No eres tu conteo de plays
La plataforma Spotify perfecciona una impecable estrategia de marketing al hacernos creer que su servicio "Wrapped" dice algo importante sobre nosotros.

¿Cuántos discos compraste en 2025? ¿A qué recitales fuiste? ¿Cuánto dinero estuviste dispuesto a pagar por tocatas chilenas? ¿Conociste alguna nueva sala de conciertos? ¿O una disquería? ¿Leíste al menos un libro sobre la vida de un músico? ¿Pudiste contagiar a alguien cercano de tu entusiasmo por una banda o cantautor que él o ella no conocieran?
De las muchas maneras importantes en que podríamos hacer un balance de nuestro año como oyentes, nos ocupamos en estos días en la menos interesante de todas. Desde que en 2016 largó su servicio “Wrapped”, Spotify se las ha ingeniado para hacernos creer que ese conteo de escuchas, tendencias y repeticiones asociadas a nuestra cuenta personal dice algo que debiésemos compartirle al mundo. La estrategia de publicidad es impecable: decenas de millones de usuarios proceden cada diciembre a promocionar la plataforma como si su uso fuese un hábito social ineludible, sin que la firma deba invertir ni un euro en esa extensión de su (tan discutible) hegemonía.
Soy mi suma de plays. Gracias, Spotify, por revelármelo.
El conteo preciso de nuestras escuchas es otro de los cambios radicales que ha traído la música en plataformas digitales. Ningún mayor de 50 años sabe cuántas vueltas le dio a su cassette de Synchronicity en su época de estudiante. Sin embargo, sabe lo importante que ese LP fue en su formación y en sus recuerdos juveniles, sin que ninguna cifra tenga que certificarlo. Lo que en cambio hoy prima como determinante del gusto es una suma de plays que arroja tendencias engañosas, partiendo porque a muchos de estos no los determina el usuario sino que el algoritmo. Este año, cada una de los innegables 1,150,559,376 reproducciones (y contando) que tuvo el ubicuo single “Golden” estuvo activada por un impulso diferente, fuese su oyente una niña encandilada por la película que la incluyó en su banda sonora, una madre entregada al ritmo de su crescendo bailable o un analista cultural que busca entender la perspicacia con la que la cultura k-pop no deja de extender su ambición global.

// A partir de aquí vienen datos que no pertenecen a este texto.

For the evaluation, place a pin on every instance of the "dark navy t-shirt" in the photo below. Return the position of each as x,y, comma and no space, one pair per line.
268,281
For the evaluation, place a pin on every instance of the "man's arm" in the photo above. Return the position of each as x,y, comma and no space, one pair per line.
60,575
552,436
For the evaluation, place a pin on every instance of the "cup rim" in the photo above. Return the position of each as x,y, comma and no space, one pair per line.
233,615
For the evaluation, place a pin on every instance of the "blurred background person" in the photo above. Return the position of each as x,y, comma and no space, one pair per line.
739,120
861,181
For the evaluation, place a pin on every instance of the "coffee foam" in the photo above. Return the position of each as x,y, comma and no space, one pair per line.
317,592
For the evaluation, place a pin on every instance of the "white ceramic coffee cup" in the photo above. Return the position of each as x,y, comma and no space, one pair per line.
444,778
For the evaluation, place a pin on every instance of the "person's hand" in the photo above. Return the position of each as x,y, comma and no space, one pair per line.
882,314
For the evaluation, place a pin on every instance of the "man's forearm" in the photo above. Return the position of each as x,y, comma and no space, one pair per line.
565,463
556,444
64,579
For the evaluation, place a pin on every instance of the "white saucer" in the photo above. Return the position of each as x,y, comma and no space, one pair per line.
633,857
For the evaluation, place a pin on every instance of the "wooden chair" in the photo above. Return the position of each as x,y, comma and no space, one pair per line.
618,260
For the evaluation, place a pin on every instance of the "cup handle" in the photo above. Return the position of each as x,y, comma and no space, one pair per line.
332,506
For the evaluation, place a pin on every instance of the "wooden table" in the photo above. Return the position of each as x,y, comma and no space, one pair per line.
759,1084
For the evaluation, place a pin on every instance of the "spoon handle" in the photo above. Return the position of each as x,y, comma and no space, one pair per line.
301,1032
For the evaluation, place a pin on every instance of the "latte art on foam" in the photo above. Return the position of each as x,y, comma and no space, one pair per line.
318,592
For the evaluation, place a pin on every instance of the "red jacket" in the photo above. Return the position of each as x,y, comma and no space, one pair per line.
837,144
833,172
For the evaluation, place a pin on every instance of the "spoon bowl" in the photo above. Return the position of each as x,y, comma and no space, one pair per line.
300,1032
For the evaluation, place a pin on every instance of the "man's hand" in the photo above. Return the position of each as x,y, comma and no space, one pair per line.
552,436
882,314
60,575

Somos (en parte) lo que escuchamos, sí, pero sobre todo cómo lo hacemos. El tiempo dedicado, el gasto reservado, la disposición emocional junto al parlante escapan, por fortuna, a una medida pública. Resistirse a convertir incluso nuestros hábitos privados en data marketeable constituye hoy un imperativo político. “¿Qué ideas perdemos y qué recuentos dejamos de escribir cuando le delegamos esa tarea a empresas tecnológicas que prefieren automatizar nuestro pensamiento? ¿Qué playlist no estás creando cuando compartes la que Spotify ha creado para ti?“, pregunta la reportera Liz Pelly en una columna reciente sobre este asunto. No hay pluma más indicada que la suya para tal impugnación. Su magnífico libro Mood machines fue este año la publicación más relevante sobre las muchas trampas que nos tiende Spotify para falsear el diagnóstico global sobre lo que supuestamente escuchamos. Pelly enciende una alarma global pero también personal: “No tercerices a la IA tu amor por la música. Lo que está en juego son tus propios recuerdos, tu archivo personal y un gusto enlazado a tu propia manera de ser”. Que nadie te quite tu escucha.